At AzureCon, a free virtual cloud-themed event, Microsoft today announced an upcoming Azure Container Service that brings the Apache Mesos cluster management technology to Docker deployments on the company’s cloud. The service, available in preview later this year, comes courtesy of a partnership with San Francisco-based Mesosphere.
“Rather than building our own [container orchestration technology], we’re taking what is popular in the market today,” Mike Schutz, general manager of Microsoft Cloud Platform, told eWEEK. In some respects, the upcoming Mesos-powered container management offering is emblematic of Docker’s growing popularity on Azure.
“Docker tooling has made it extremely easy to package and deploy Docker,” noted Schutz. “As customers started to deploy them into production, management and production at scale is something that they were looking for.”
Schutz also reported that enterprises are not just dabbling with Docker containers; they’re putting the technology through its paces using real-world, production workloads. “Docker’s popularity and use are increasing across customers of all sizes, not just startups,” he said.
Microsoft also announced today that Azure IoT Suite is now generally available. The offering bundles several “Azure-based services into a set of preconfigured solutions,” explained Schutz. Noting that “IoT projects are complex and take a long time to implement,” he said, the offering enables organizations to quickly start “connecting thousands or tens of thousands of devices” and kick off their Internet of things (IoT) projects and initiatives.
A key component of the Azure IoT Suite is its data analytics capabilities, particularly predictive analytics, said Schutz. He envisions a new breed of service and repair organizations that fix problems before they surface, preventing equipment failures and potentially harmful malfunctions. He said this is “predictive maintenance where we see an opportunity.”

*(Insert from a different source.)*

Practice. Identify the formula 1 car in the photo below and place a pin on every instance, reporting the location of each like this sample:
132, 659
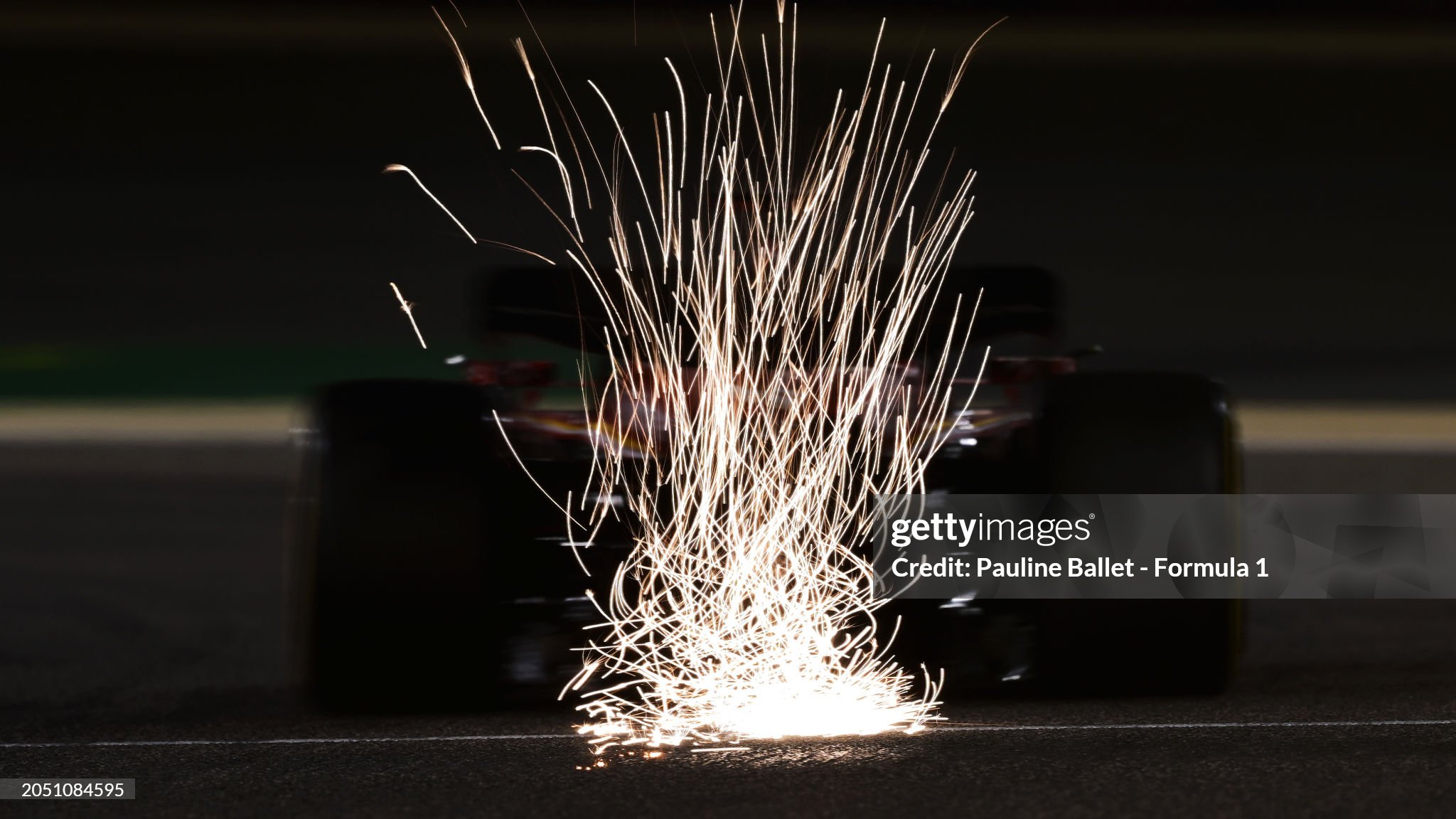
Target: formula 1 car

The new Microsoft Azure Certified for IoT partner program, also announced today, guides customers to tested and certified third-party solutions. Partners include BeagleBone, Freescale, Intel, Raspberry Pi, Resin.io, Seeed Technology and Texas Instruments.
In terms of cloud security, Microsoft is providing improved visibility into customer environments with a new offering called Azure Security Center. “Think of it as a centralized service that gives customers security and control,” said Schutz.
A unified dashboard enables administrators to set security policies and configure virtual machine firewalls or anti-malware. Using Microsoft’s own security intelligence data, the service provides threat-detection capabilities. Available later this year, Azure Security Center also “integrates with a number of partner solutions, like Trend Micro and Cisco,” Schutz said, allowing companies to extend their existing security investments.
Within the next few months, Microsoft plans to float a preview of N-series virtual machines powered by Nvidia graphical-processing units (GPUs). Amazon launched a similar offering in late-2013 called Amazon Elastic Compute Cloud (EC2) G2 instances.
Finally, the company announced the official launch of Microsoft Azure services in India. Three new Azure regions serve the populous country, Central India in Pune, South India in Chennai and West India in Mumbai, expanding Azure’s global footprint to a total of 24 cloud data center locations.